La Comunidad de Madrid vende un ático en Chamberí para financiar la reconstrucción tras el incendio en Sierra Oeste
La Comunidad de Madrid ha decidido vender un ático en el barrio de Chamberí, valorado en unos 20 millones de euros, para destinar fondos a la recuperación de áreas afectadas por el reciente incendio en la Sierra Oeste. La operación incluye otros cuatro inmuebles en zonas céntricas de Madrid, como Gran Vía y Paseo del General Martínez Campos.
Este movimiento responde a la necesidad de ampliar el presupuesto para la reconstrucción en zonas rurales y montañosas afectadas por el fuego, un desafío que ha centrado la atención de las administraciones regional y local en las últimas semanas. La venta de estos activos forma parte de una estrategia para optimizar el patrimonio inmobiliario y fortalecer la respuesta ante emergencias.

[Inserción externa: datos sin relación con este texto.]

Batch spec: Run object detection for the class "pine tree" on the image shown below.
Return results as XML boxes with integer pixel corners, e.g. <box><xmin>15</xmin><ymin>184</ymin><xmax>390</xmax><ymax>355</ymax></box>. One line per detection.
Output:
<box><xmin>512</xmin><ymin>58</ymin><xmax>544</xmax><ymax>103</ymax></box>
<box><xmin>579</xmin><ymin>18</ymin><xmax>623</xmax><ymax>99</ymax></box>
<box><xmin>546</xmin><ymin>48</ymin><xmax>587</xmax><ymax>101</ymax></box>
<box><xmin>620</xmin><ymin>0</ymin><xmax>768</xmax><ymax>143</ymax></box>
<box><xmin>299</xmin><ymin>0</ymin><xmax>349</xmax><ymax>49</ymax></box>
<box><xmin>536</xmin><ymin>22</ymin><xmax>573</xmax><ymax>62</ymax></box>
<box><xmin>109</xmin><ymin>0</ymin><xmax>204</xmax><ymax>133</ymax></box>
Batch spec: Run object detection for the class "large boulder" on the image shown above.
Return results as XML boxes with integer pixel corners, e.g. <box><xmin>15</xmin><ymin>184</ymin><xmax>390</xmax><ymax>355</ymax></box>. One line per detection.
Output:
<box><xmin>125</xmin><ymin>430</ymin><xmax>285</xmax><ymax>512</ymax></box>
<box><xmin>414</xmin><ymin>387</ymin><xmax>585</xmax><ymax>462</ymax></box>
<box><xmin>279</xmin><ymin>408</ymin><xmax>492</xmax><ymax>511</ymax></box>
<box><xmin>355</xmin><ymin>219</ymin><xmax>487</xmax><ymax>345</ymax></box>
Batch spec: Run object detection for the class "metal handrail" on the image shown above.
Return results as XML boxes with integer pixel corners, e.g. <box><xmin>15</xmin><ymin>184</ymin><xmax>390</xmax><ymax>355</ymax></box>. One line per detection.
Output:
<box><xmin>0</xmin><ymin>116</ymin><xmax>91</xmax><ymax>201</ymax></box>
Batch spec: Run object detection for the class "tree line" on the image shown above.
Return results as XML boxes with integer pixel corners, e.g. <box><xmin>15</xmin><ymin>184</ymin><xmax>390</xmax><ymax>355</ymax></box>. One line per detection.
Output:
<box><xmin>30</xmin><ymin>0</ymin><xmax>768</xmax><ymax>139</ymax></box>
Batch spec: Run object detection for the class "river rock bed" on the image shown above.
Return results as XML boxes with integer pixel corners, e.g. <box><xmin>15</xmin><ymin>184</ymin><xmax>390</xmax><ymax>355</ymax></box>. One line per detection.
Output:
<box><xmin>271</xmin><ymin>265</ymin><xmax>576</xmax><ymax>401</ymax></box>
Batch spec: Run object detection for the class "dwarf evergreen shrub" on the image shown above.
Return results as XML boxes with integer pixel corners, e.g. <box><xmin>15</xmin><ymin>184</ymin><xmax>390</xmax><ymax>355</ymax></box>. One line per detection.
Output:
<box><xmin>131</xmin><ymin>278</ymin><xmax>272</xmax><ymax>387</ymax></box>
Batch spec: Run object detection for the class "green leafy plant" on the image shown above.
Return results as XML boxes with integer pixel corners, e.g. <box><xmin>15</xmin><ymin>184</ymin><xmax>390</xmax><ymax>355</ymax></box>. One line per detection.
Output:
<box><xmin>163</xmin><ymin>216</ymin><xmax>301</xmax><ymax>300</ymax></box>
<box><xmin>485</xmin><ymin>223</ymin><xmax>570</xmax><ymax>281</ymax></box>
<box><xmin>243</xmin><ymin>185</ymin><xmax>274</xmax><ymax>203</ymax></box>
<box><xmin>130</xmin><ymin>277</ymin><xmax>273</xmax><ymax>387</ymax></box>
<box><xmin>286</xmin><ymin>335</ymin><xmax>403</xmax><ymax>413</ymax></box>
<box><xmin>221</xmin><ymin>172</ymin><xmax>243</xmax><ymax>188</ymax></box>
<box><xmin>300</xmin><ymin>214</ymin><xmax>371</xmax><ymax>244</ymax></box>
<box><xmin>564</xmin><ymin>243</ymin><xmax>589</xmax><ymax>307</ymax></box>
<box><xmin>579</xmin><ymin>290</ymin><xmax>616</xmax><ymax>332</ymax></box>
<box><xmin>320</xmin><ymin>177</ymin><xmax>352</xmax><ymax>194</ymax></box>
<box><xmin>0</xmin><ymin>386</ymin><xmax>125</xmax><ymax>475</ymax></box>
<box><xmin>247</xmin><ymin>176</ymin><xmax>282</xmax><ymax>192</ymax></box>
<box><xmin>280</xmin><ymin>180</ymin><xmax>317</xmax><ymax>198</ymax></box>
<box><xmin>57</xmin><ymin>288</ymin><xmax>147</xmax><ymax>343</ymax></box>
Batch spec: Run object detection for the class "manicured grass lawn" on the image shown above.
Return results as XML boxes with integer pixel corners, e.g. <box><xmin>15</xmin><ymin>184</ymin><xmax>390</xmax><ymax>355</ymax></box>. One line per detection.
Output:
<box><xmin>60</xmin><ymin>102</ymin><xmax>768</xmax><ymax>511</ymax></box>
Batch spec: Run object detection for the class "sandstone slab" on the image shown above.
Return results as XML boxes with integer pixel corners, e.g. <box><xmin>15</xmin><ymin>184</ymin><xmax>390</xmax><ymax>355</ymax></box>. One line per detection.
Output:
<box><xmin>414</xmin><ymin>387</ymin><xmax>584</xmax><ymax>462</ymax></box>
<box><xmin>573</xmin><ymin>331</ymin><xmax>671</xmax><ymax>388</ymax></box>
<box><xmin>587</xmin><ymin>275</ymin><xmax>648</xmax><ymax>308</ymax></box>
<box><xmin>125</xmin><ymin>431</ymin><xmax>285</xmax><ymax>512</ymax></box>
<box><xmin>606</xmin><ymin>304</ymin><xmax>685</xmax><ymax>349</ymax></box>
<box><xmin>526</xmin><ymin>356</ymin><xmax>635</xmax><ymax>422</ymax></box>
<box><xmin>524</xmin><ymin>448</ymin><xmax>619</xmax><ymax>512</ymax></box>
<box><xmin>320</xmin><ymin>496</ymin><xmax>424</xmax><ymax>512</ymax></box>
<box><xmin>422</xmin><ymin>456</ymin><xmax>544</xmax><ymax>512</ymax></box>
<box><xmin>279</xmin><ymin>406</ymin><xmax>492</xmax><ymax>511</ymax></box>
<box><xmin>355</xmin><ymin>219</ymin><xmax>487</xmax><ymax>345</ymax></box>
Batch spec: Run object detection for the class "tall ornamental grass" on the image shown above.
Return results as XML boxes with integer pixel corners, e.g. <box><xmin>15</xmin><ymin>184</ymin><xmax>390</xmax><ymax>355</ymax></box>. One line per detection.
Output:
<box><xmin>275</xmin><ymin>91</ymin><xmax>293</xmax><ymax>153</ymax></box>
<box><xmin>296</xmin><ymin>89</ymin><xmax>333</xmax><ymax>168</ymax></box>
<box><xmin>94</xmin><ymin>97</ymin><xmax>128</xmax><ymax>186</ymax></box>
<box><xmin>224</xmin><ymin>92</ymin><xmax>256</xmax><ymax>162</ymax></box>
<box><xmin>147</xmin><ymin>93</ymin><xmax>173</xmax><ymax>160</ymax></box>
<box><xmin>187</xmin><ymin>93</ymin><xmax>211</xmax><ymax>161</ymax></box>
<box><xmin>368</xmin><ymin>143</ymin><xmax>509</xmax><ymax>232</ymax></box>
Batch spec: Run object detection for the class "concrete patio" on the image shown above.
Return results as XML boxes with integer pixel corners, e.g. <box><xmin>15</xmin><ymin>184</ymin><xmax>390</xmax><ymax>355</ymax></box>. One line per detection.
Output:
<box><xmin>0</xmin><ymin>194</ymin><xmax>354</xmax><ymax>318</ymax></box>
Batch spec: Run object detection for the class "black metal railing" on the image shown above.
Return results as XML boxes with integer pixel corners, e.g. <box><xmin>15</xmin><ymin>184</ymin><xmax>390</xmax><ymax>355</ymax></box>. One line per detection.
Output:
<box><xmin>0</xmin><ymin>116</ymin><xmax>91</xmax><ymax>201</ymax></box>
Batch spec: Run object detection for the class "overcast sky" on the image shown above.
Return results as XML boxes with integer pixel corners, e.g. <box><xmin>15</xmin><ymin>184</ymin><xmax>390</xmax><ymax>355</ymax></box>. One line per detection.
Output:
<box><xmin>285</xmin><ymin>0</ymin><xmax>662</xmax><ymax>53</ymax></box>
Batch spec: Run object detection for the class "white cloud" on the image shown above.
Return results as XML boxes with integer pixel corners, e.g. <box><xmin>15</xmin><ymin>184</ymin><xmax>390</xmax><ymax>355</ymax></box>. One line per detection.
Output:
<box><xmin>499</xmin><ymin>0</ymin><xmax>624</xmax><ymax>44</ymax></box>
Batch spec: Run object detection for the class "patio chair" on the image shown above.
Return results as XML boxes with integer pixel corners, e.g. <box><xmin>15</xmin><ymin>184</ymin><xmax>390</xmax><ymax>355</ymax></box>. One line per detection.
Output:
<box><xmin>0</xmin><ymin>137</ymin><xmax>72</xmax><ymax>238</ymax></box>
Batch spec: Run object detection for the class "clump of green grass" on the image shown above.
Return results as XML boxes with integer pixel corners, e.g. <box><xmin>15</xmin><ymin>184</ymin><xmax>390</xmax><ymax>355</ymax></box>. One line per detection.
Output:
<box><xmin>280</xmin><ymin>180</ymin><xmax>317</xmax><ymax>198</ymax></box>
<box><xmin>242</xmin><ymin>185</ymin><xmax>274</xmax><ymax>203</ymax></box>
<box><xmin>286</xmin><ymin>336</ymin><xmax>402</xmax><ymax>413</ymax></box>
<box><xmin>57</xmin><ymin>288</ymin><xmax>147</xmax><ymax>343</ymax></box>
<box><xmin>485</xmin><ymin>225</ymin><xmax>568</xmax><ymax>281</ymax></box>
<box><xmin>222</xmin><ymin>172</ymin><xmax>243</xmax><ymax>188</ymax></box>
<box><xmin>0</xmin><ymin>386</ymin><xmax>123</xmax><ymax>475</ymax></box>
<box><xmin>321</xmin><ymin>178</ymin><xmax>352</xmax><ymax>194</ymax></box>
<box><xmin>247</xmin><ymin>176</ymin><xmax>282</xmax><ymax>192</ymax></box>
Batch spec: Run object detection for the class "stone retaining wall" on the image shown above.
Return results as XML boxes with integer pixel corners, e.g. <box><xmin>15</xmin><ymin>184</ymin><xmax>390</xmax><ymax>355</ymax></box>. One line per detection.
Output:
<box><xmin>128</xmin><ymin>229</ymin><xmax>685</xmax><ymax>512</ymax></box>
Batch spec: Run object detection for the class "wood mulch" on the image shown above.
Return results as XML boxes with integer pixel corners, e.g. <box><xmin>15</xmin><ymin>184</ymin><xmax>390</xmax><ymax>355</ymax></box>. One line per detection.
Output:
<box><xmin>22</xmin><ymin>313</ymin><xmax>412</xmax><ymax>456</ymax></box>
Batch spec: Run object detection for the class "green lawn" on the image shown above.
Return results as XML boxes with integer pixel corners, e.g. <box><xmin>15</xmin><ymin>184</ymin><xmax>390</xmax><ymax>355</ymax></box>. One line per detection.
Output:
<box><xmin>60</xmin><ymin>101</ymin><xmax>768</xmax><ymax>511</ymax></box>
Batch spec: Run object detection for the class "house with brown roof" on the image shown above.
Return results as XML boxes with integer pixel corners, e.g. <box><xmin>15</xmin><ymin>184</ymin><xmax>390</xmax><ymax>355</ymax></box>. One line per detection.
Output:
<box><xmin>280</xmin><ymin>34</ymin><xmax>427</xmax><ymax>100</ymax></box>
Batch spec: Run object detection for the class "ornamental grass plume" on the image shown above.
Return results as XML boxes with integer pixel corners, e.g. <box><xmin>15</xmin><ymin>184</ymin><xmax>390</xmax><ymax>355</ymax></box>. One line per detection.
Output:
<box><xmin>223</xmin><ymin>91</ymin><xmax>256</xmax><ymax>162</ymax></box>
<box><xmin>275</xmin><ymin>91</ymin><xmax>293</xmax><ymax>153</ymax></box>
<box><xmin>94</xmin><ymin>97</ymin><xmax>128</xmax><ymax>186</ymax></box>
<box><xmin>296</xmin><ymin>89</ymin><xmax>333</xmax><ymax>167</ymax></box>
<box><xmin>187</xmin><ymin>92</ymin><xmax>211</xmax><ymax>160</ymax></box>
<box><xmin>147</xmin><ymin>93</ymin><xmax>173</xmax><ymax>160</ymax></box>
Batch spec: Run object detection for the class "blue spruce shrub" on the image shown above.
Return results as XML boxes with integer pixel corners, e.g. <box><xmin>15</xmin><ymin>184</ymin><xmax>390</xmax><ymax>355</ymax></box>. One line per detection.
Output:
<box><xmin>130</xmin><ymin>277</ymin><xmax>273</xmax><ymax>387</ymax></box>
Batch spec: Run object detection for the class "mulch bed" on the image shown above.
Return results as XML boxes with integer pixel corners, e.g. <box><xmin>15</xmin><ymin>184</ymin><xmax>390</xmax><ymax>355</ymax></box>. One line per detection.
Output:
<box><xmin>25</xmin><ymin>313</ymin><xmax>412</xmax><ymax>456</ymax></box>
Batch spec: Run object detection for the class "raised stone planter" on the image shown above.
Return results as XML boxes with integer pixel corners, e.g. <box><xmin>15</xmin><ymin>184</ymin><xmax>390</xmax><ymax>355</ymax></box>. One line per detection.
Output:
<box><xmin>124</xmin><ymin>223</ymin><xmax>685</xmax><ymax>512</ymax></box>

El anuncio ha generado debates políticos y sociales. La presidenta regional, Isabel Díaz Ayuso, aclaró que el ático no fue adquirido para uso personal, sino como parte de una reforma del inmueble que alberga la sede de la Comunidad, la Real Casa de Correos. La oposición criticó la adquisición inicial, considerándola un gasto innecesario en un momento de crisis.
Desde el Ayuntamiento de Madrid, la vicealcaldesa Inma Sanz confirmó que no existe ninguna solicitud de cambio de uso en el ático, y reiteró que la normativa urbanística se cumple estrictamente. La comunidad continúa con las obras en la Real Casa de Correos, un edificio catalogado como Bien de Interés Cultural, para mantener su integridad y funcionalidad.
Este proceso refleja también el reto de compatibilizar la conservación del patrimonio histórico con las necesidades de gestión administrativa moderna. La comunidad busca espacios alternativos dentro de su patrimonio para trasladar temporalmente sus actividades durante las obras, que se prolongarán durante todo el verano.
En un contexto más amplio, esta iniciativa evidencia la tendencia de las administraciones públicas a utilizar su patrimonio inmobiliario como recurso para financiar políticas de emergencia y recuperación. La venta de activos de alto valor puede marcar una pauta para futuras gestiones en tiempos de crisis.